Hoy se clasifica, según su calidad descendiente (medida según análisis de laboratorio y propiedades de sabor y aroma), en extra-virgen, virgen, virgen fino (o puro, o corriente) y aceite de oliva.

El aceite de oliva normal es de menor calidad, se trata del producto extraído mediante solventes de la pasta que queda luego de la primera prensada. Como este uso de sustancias químicas implica la pérdida de sabor y aroma, se le agrega un poco de extra virgen para mejorar sus propiedades.

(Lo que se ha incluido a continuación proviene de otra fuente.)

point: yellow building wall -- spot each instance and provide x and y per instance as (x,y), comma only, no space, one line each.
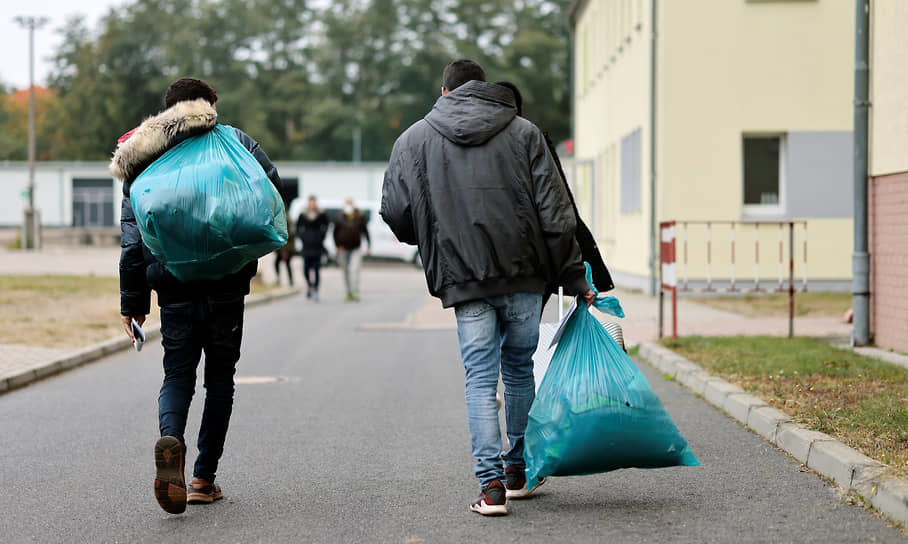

Hoy se clasifica, según su calidad descendiente (medida según análisis de laboratorio y propiedades de sabor y aroma), en extra-virgen, virgen, virgen fino (o puro, o corriente) y aceite de oliva.

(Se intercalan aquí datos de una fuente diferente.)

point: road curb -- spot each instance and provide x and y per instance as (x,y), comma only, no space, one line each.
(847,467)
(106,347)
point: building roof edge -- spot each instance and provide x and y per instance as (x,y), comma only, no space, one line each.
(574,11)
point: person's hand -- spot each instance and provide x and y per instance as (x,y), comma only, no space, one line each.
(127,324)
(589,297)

  • Aceite de oliva virgen extra: es el mejor de los aceites vírgenes y se obtiene de la aceituna recolectada en el momento óptimo de maduración, de frutos sanos y cuyo proceso óptimo de elaboración ha sido perfecto. Es el resultado de la primera presión en frío y es el aceite de mejor calidad. Su sabor es irreprochable.
  • Aceite de oliva virgen: también se le conoce como “fino” y tiene muy buen sabor. Es igual de aromático que el anterior y también conserva todas las vitaminas y antioxidantes
  • Aceite de oliva lampante: de la segunda prensada se obtiene el aceite de oliva virgen lampante. Presenta olores y sabores defectuosos y no es comestible en la forma en que se obtiene, por lo que necesariamente ha de ser refinado. No se comercializa y sirve para la composición de otros aceites. Se conoce con este nombre porque los romanos lo utilizaban para tener encendidas las lámparas.
  • Aceite de oliva refinado: es el aceite obtenido mediante el refinado de aceites de oliva vírgenes lampantes. Es de color pálido y apenas tiene sabor. Prácticamente no contiene vitaminas ni otras sustancias y no es comestible.
  • Aceite de oliva: El aceite de oliva normal es de menor calidad, se trata del producto extraído mediante solventes de la pasta que queda luego de la primera prensada. Como este uso de sustancias químicas implica la pérdida de sabor y aroma, se le agrega un poco de extra virgen para mejorar sus propiedades.
  • Aceite de orujo de oliva: se llama “orujo” a los residuos de huesos y pieles de la aceituna, que todavía conservan cierta cantidad de aceite. Por tanto, este aceite se suele obtener por medio de la aplicación de disolventes. Es de la peor calidad y necesita ser refinado.

 

Para evitar confusiones: es fácil confundir los nombres que definen la calidad de los diferentes aceites de oliva. Por lo tanto es importante no olvidar que la calidad de un aceite de oliva no aumenta por el hecho de estar refinado. Muy al contrario: los mejores son los que no están refinados.

 

El aceite de oliva, amo y señor de la famosa dieta mediterránea es uno de los componentes esenciales de una alimentación saludable.

La ciencia está descubriendo lo que la humanidad sabía instintivamente desde hace milenios: el aceite de oliva no sólo es sabroso, también es bueno para la salud.